Gliders do need to surface to transmit information back to waiting researchers, but they spend the majority of their time underwater and are able to dodge a lot of rough waters in a way ships simply can’t. Plus, they can roam around the ocean, whereas ship-based measurements are confined to one spot, at one point in time.
“These autonomous vehicles like … gliders or observatories, they will increase our data input by orders of magnitude and will hopefully allow us to make predictions,” said Passow.
“If we want to make predictions that are reliable, we really need to understand how the ocean will respond to climate change, and if it will continue to take up carbon, or take up more carbon in the future, or less carbon. So we really need to understand the carbon cycle and we don’t at the time.”

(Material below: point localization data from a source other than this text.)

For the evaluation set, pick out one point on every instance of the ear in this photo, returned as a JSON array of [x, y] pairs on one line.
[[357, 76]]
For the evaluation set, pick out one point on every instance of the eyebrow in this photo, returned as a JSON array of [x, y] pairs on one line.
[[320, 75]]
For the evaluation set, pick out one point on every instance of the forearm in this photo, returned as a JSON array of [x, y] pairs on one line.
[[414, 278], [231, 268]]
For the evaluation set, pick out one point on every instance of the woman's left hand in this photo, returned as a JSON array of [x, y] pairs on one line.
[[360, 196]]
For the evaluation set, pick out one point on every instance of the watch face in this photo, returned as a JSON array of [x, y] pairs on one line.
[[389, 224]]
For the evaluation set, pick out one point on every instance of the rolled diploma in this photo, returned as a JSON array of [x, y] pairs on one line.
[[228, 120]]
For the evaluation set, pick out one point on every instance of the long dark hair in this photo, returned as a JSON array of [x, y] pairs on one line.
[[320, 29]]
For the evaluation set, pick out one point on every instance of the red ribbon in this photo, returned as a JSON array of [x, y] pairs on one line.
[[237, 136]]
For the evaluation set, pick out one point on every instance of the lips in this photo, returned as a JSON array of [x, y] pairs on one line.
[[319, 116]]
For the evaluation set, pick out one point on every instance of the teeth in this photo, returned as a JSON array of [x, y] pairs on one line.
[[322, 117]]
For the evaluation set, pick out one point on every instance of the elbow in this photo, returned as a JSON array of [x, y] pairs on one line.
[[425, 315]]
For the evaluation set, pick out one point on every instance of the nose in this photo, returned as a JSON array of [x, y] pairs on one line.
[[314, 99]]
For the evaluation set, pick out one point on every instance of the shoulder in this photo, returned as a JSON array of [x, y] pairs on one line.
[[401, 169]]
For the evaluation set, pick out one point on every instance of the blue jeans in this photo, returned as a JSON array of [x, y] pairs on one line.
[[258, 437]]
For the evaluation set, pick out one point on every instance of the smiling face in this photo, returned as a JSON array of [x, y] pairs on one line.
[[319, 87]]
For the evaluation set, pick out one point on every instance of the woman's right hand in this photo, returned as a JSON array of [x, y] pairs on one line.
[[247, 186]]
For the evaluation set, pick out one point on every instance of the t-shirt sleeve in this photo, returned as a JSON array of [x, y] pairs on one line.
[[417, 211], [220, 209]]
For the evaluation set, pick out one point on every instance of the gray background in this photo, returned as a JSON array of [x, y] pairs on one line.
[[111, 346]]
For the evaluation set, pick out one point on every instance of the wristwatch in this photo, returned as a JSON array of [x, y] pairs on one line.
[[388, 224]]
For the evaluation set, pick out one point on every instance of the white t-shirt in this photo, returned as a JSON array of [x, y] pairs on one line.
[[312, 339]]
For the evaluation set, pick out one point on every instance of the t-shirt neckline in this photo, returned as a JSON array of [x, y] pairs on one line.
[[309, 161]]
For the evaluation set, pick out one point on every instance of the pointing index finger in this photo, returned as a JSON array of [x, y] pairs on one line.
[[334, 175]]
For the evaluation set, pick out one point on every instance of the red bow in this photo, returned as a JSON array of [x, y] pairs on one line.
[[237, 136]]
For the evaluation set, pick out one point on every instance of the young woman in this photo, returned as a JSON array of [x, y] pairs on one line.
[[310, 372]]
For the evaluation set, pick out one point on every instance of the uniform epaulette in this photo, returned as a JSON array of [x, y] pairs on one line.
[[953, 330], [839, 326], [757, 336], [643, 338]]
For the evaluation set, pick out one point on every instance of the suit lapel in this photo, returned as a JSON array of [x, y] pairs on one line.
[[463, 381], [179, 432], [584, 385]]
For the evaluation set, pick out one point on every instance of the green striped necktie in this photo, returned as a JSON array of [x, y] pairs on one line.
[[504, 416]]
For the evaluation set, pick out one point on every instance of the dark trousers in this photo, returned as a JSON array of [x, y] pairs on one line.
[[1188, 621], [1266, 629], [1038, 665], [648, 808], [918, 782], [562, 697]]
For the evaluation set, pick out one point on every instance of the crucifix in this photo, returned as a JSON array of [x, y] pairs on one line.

In an era of climate anxiety and uncertainty, it’s scary to consider that lack of knowledge at the highest level of expertise. But for deYoung, hope lies in projects like ACOP.
“The question now is, should we throw up our hands and say, ‘oh, my gosh, this is just such a big problem,'” said deYoung.
“And that’s not a reasonable response. I think part of what we argue is, let’s document what’s happening, so we understand where the the critical spaces are and how we can perhaps adapt.”
The Atlantic Carbon Observatory Pilot Program runs until mid-2023; its team hopes that a permanent carbon observatory can arise out of it — one that would include international teamwork — to continue to chip away at its ocean carbon questions.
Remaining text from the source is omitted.